Ensure the library looks as expected, relative to size selection and sequencing strategy. For Illumina NovaSeq 6000 150 bp paired-end sequencing, a library 400-600 bp is ideal. Estimate the average fragment length.
Note
- A double peak is indicative of over-amplification; primers may become limited, PCR products may anneal, forming/amplifying fragments that are twice as large (such as hetero-duplexes). Quantification and calculation of molarity will likely not be precise.
- A stretched peak, similar to a double peak, may form if the electrophoresis system is overloaded. This is referred to as ‘bird nesting’; the DNA fragments get intertwined and appear longer. This is not necessarily an issue; denaturation during sequencing bridge PCR will eliminate this tangle.
- If the library size is very large (e.g. greater than 1 kb), there is not enough transposition occuring in the tagmentation reaction. Something may be inhibiting the tagmentation reaction if the DNA is highly contaminated. Alternatively, DNA input may have been too high; check the concentration and reduce the DNA input if necessary.
Quantify the library at least twice with a Qubit Fluorometer, using a Qubit dsDNA high sensitivity assay kit. Determine the average of the readings.

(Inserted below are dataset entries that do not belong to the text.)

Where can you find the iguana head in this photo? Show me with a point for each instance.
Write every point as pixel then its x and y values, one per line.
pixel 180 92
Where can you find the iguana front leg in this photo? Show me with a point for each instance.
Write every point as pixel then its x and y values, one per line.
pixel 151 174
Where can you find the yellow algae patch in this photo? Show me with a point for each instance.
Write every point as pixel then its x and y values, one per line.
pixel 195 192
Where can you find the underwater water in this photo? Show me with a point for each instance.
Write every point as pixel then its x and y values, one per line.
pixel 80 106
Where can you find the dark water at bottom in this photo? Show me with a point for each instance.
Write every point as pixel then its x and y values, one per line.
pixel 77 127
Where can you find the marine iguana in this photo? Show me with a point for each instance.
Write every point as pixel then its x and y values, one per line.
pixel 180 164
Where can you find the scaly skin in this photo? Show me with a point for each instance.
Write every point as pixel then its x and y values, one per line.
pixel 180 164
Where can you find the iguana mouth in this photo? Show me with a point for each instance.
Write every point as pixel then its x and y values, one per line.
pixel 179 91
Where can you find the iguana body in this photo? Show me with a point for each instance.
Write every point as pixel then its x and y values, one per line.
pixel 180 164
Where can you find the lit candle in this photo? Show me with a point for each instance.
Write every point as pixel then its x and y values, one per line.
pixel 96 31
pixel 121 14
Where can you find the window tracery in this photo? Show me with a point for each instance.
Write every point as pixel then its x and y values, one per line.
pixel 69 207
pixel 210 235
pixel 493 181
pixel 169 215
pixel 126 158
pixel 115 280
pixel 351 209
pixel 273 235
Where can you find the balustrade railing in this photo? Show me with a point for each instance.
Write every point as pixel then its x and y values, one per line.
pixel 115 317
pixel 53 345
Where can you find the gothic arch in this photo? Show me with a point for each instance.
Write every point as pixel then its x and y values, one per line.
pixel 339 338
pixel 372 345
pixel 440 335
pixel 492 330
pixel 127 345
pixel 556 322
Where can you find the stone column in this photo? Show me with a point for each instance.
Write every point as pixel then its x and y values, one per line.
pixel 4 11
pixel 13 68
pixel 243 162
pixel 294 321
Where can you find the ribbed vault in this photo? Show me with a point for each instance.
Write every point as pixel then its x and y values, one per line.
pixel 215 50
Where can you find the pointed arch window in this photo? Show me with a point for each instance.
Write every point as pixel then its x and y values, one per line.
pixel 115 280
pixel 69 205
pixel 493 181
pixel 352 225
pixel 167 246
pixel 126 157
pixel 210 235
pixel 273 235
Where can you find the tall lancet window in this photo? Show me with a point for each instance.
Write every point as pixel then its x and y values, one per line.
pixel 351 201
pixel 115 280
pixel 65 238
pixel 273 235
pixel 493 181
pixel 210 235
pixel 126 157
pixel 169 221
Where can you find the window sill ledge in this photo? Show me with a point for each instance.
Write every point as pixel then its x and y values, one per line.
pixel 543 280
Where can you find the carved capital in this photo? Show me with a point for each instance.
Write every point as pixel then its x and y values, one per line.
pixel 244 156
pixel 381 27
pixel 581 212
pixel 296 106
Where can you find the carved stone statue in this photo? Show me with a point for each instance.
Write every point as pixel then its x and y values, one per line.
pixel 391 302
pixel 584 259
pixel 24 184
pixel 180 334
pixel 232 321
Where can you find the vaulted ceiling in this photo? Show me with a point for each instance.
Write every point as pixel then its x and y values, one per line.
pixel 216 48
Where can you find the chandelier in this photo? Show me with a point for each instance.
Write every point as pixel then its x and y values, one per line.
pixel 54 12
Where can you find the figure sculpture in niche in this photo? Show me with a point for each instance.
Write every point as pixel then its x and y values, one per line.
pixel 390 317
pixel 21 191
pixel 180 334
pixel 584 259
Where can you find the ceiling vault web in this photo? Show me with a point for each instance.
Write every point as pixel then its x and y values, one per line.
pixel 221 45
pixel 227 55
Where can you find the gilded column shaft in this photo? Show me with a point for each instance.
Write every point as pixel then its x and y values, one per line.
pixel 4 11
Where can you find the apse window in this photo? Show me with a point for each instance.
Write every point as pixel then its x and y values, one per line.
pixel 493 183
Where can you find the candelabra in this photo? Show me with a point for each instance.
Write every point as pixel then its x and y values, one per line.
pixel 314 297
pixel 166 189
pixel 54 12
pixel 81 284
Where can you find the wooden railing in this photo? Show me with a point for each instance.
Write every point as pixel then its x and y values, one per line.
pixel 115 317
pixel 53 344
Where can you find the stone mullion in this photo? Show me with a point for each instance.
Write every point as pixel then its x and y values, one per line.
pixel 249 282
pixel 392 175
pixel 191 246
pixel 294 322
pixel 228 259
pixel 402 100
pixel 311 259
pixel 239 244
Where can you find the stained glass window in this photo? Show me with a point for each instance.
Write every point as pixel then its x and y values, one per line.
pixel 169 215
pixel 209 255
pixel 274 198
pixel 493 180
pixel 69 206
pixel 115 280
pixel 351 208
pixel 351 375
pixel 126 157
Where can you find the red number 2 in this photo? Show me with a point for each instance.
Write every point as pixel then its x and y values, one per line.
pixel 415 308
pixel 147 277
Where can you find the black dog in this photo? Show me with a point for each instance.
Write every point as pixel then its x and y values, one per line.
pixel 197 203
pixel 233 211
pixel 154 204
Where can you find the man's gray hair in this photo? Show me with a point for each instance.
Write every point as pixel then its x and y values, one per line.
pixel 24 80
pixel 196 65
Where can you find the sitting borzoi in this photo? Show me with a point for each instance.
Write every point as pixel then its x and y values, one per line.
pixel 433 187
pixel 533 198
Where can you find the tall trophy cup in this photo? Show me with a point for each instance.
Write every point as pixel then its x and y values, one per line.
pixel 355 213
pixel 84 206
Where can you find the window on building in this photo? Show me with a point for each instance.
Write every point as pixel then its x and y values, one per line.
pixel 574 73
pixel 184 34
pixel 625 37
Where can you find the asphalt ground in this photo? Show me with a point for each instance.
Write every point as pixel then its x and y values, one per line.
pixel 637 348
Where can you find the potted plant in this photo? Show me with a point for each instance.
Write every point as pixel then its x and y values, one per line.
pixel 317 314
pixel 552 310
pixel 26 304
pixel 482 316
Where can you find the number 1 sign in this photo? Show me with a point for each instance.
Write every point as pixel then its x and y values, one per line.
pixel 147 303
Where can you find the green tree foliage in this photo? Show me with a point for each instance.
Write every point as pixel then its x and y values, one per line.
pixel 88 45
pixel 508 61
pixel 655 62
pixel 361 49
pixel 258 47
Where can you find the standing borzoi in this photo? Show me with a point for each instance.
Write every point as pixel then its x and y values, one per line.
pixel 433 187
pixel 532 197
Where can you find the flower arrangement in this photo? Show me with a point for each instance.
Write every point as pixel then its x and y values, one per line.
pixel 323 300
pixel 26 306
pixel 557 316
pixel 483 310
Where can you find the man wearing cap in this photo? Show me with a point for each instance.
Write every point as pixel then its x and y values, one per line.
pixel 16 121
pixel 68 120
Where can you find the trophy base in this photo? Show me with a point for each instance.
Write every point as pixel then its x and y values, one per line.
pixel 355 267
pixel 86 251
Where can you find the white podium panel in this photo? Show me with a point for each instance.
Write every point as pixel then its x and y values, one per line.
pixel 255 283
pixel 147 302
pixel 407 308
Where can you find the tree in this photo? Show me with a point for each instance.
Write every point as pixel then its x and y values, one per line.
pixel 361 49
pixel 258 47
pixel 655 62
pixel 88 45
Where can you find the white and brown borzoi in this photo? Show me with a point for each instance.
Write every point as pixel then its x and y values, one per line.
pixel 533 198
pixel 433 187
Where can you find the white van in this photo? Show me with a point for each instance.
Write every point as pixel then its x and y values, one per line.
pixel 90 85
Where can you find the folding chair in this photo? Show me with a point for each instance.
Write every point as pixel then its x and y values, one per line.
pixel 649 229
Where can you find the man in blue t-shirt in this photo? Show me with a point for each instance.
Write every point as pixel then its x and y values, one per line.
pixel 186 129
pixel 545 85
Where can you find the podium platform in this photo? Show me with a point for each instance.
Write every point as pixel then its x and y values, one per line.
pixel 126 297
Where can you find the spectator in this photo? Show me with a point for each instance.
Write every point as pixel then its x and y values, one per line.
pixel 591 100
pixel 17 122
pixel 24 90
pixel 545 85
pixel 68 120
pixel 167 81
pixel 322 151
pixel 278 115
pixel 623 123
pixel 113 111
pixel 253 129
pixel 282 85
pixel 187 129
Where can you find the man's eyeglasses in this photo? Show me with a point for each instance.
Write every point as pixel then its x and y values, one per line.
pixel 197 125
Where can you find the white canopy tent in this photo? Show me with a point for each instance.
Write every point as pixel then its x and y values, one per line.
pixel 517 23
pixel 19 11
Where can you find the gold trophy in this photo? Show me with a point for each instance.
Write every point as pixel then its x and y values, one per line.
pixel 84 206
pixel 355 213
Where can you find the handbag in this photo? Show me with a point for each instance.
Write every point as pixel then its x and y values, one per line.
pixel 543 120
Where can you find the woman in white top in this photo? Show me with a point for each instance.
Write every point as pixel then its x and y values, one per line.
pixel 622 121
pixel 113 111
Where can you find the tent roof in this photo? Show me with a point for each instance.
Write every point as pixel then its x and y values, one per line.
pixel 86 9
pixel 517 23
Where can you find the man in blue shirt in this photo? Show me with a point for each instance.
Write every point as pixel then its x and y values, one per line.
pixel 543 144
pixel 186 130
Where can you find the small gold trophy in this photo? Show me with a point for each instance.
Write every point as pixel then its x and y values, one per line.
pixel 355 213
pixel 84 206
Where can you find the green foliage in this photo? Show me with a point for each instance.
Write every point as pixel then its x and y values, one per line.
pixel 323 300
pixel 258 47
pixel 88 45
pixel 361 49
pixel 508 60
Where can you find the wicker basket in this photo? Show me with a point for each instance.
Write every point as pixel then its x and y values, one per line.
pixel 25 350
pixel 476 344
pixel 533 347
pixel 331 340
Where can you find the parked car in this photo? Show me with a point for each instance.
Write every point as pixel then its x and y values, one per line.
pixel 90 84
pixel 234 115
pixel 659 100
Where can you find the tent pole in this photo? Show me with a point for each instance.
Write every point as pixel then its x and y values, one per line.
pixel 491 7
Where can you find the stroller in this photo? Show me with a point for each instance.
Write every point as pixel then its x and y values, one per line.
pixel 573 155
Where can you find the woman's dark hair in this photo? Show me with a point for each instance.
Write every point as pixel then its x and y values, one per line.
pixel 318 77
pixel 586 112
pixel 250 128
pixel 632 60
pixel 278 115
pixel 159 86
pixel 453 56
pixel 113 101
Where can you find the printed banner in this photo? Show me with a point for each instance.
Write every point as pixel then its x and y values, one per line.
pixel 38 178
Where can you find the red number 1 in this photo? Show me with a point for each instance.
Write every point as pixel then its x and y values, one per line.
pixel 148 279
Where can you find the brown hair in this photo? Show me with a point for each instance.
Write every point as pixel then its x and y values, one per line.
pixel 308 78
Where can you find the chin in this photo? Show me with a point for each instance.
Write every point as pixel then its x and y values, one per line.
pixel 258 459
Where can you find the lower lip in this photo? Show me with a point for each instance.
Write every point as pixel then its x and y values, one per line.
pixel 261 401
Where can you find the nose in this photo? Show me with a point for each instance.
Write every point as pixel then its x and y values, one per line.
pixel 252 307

Calculate molarity; nM = (ng/µL x 106) / (660 g/mol x average fragment size bp).
Note
Although high sensitive automated electrophoresis systems will provide a molarity calculation, we have found molarity based on Qubit values and an average fragment length the most accurate.
Dilute the library to a suitable molarity for sequencing. Store at -20°C until ready for sequencing.
Note
Most sequencing facilities will require libraries ~2-10 nM for Illumina platforms. Check with local sequencing provider before diluting.
Send for sequencing, on ice, cold packs or dry ice depending on the distance to the closest sequencing facility.
Note
The Illumina NovaSeq 6000 is recommended, using a flowcell with 300 cycles (150 bp paired-end sequencing).